In a third study, researchers from the French national research institute INSERM compared the degree to which semen from HIV-negative and HIV-positive men enhanced the infectivity of HIV.

It has been known since 2007 that semen naturally enhances HIV infection. Semen contains proteins called SEVIs (Semen-derived Enhancers of Virus Infection), sticky strands that HIV clings to so that is gets delivered efficiently to the dendritic cells that ferry the virus away to the CD4 cells it, in the main, infects. However all the studies that established this cultured cells with HIV virus in the presence of semen samples from HIV-negative men when, obviously, it is semen from HIV-positive men that infects people.  

The French researchers co-cultured CD4 cells with HIV in lab dishes with no semen, semen from HIV-negative men, and semen from HIV-positive men.  

They confirmed that semen is a powerful enhancer of infection. Semen from negative men increased the number of cells infected by anything from 70 to 200%. Semen from HIV positive men did so too, but only by 50% compared to no semen.

The researchers investigated if there were any factors in the semen’s ability to enhance infection and found only one – the cytokine (immune-signalling protein) RANTES, which has already been used as the progenitor of a class of anti-HIV drugs, the CCR5 entry inhibitors (notably maraviroc (Celsentri)).

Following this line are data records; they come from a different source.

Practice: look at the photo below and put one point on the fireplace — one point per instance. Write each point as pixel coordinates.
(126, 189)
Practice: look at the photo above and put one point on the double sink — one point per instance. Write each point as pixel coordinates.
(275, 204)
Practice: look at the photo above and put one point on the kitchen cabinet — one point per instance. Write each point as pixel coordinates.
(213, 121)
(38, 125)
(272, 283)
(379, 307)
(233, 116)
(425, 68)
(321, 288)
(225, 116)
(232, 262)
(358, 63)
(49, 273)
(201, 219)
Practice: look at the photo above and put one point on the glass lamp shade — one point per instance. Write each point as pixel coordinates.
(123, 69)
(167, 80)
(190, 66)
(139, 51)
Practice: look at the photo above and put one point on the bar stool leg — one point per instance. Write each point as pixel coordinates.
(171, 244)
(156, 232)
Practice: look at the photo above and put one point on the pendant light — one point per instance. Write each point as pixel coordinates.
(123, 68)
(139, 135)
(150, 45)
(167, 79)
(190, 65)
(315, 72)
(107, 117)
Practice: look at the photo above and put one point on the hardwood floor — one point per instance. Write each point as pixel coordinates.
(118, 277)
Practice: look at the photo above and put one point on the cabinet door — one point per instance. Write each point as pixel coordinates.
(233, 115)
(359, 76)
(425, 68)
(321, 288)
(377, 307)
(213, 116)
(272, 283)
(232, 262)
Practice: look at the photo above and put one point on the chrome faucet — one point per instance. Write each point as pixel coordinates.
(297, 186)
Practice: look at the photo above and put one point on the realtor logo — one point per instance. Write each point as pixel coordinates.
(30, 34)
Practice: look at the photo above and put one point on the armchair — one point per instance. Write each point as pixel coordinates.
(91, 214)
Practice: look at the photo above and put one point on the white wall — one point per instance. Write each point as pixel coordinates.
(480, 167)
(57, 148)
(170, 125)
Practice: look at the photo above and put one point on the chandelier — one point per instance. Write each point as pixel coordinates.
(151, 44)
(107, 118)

Clearly there is not enough RANTES present in HIV-positive men’s semen to counteract the effect of SEVI proteins, let alone prevent infection. But understanding how the body’s immune response to HIV generates RANTES protein in semen could lead to the artificial generation of more potent RANTES analogues by genetic engineering or a vaccine.  

References

Olesen R et al. ART influences HIV persistence in the female reproductive tract and cervicovaginal secretions. Journal of Clinical Investigation 1, early online publication. doi:10.1172/JCI64212. 2016.

Mkhize NN et al. Broadly-neutralizing antibody specificities detected in the genital tract of HIV-1 infected women. AIDS, early online publication. Abstract here. 2016.

Camus C et al. Comparison of the effect of semen from HIV-infected and –uninfected men on CD4+ T-cell infection. AIDS 30, doi; DOI:10.1097/QAD.0000000000001048. 2016.